In my view, the fact that the school is all-female is a positive aspect of physics at this school. In my experience with a mixed-gender physics class, boys can often dominate a discussion. This isn't because the boys are more competent with the material, but rather because they are often more eager and competitive with each other. Girls can get lost in the mix if a teacher doesn't actively pull them into a discussion. At an all-female school, it seemed that ambitious girls were free to pursue their interest in the subject without the fear that their interest will be viewed negatively by others in the class. Some girls stayed quiet throughout class discussion, but this wasn't because of a gender difference.
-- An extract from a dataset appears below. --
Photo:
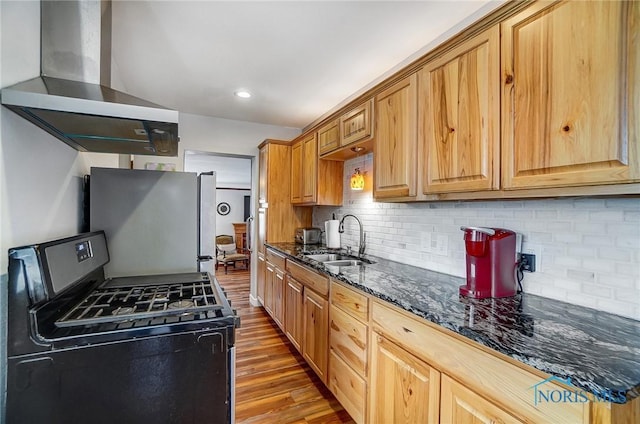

All the physics teachers at this particular school are male, so students do not have a role model of their own gender to look up to in the subject, but they are certainly not the only school with this problem.

The ninth grade physics class at this school is popular and successful. This seems to be in a large part due to the dedication of the teachers, and these teachers have the full support of their administration. For many students, the ninth grade physics class is the only physics class they will ever take, and the course seems like a comprehensive collection of introductory physics concepts and problem-solving methods.